日光東照宮 最新情報 平成28年 日光東照宮 御鎮座 四百年

 陽明門の修理に当たり、牡丹の浮彫の外壁を取り外したところ、その下に宝暦年間の修理の際に描かれた絵画が出てきました。現在、この絵画を公開していますが、九月末に公開を終了し、陽明門竣工に向けての作業に入ることが決まりましたので、お知らせいたします。ただし、作業の進捗状況によっては公開終了時期がずれる場合もあるとのこと。

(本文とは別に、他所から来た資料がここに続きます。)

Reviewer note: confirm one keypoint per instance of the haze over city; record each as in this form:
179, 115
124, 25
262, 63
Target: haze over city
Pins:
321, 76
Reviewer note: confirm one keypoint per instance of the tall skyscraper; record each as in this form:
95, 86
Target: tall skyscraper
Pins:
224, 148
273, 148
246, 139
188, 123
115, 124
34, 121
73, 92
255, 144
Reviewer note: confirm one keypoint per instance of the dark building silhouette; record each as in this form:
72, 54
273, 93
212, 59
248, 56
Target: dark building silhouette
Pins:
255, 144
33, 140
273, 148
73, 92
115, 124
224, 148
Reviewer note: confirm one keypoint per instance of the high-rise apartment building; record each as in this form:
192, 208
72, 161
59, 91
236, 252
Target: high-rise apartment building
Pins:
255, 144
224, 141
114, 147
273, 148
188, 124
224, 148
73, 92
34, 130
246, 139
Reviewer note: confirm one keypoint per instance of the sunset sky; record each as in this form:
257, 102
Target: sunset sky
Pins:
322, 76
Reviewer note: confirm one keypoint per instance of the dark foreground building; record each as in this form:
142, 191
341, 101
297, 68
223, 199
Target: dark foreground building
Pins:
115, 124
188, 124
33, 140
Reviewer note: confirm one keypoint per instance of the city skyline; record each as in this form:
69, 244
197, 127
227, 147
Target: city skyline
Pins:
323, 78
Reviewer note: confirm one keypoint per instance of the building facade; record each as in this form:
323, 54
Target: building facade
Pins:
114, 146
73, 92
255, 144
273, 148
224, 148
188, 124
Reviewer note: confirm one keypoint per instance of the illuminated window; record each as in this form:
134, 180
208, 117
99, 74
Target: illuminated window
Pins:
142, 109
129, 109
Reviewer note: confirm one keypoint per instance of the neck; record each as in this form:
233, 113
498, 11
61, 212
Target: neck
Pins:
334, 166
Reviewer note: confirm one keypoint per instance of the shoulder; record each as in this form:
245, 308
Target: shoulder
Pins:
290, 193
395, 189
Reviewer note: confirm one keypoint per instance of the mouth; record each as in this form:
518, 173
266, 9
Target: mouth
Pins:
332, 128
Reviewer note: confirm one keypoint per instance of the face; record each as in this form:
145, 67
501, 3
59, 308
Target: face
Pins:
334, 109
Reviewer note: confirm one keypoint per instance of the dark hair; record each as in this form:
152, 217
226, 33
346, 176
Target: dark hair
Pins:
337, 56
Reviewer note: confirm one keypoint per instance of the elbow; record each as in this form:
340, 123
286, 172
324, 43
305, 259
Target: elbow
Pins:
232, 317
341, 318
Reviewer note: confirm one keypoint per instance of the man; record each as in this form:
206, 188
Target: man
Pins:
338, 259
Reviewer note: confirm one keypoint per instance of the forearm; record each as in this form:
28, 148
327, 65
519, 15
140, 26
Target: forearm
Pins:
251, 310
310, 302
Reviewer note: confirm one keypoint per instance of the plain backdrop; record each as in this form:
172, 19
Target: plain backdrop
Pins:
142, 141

陽明門の竣工は来年平成293月を予定しています。

 

 陽明門には有名な「魔除けの逆さ柱」がある通り、完成させないことがその特徴になっています。江戸時代の修理においても、そうした考え方が意識されていたものか、しばしば形状の変化がありました。例えば屋根が桧皮葺から銅板葺きになり、柱や梁は素木から胡粉塗りになっています。そして壁面も何度か替えられており、宝暦の修理で鶴や錦花鳥が描かれ、寛政の修理では牡丹の外壁がはめ込まれました。

 こうした陽明門の特徴をよく示す「宝暦の絵画」をこれからご覧になる方には、早めのお越しをお勧めいたします。今回覆いをしますと、次に絵が現れるのは、40年~50年先の修理時になります。